CO2 Monitor Checks for Poor Ventilation

Back in 2021, I borrowed a Carbon Dioxide (CO2) monitor and found out that the air in our bedroom becomes unhealthy if we shut the door overnight (see graph below). CO2 that we breathed out accumulated due to poor ventilation, because our bedroom sash windows are sealed with secondary glazing in winter to make them more energy efficient.  We’re planning to have them refurbished soon, with double-glazing or vacuum panels, which will save energy AND let us control the ventilation better.   
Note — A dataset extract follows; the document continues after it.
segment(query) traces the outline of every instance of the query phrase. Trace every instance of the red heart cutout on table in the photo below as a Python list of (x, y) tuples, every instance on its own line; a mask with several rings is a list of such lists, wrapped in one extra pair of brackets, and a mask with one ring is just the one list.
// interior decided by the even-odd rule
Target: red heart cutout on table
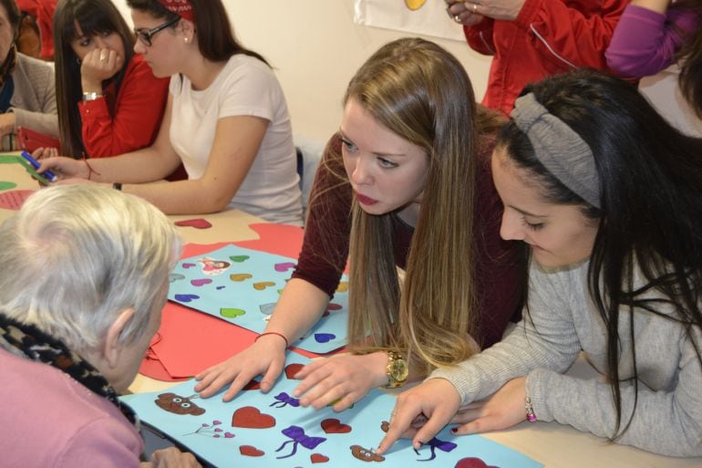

Insufficient ventilation like this can be bad for your health, causing drowsiness and discomfort and making it hard to concentrate with more serious effects at high concentrations. It can cause high humidity too, risking condensation and mould, another health issue. It also increases the risk of airborne cross-infection between people in the room, so CO2 monitors were used in schools, etc during Covid, to signal the need for better ventilation or less crowding when CO2 levels rose.

If a room’s CO2 rises above 1200 parts-per-million (ppm),  that progressively needs more action to improve ventilation for the reasons above.

On the other hand, too much ventilation from draughts or open windows can waste heat in winter, resulting in higher energy bills and carbon emissions. It’s indicated by a rapid fall in CO2 when people leave a room with its internal door closed.

Checking your home with a CO2 monitor can help you get each main room’s ventilation balance about right.

The steady rise of 420 ppm CO2 in outdoor air is a massive threat to us all, as it’s the main cause of climate change! The CO2 Monitor’s instructions say that it’s 400 ppm, which was true a decade ago!  Fixing this needs humans to rapidly phase out burning fossil fuels – a bigger subject!  

You can find out which of your rooms, if any, have too little (or too much) ventilation by booking a Carbon Dioxide Monitor loan for free from Cambridge Carbon Footprint, like we did. It displays CO2 levels and can record  them every hour. When you connect it via USB to your laptop, it appears as an external drive, like a memory stick, and you can save the recorded readings, as in the graph, plotted with Excel. They are on loan, normally from Friday pm to the next Friday am. from volunteer hosts in Cambourne, Histon and Chesterton.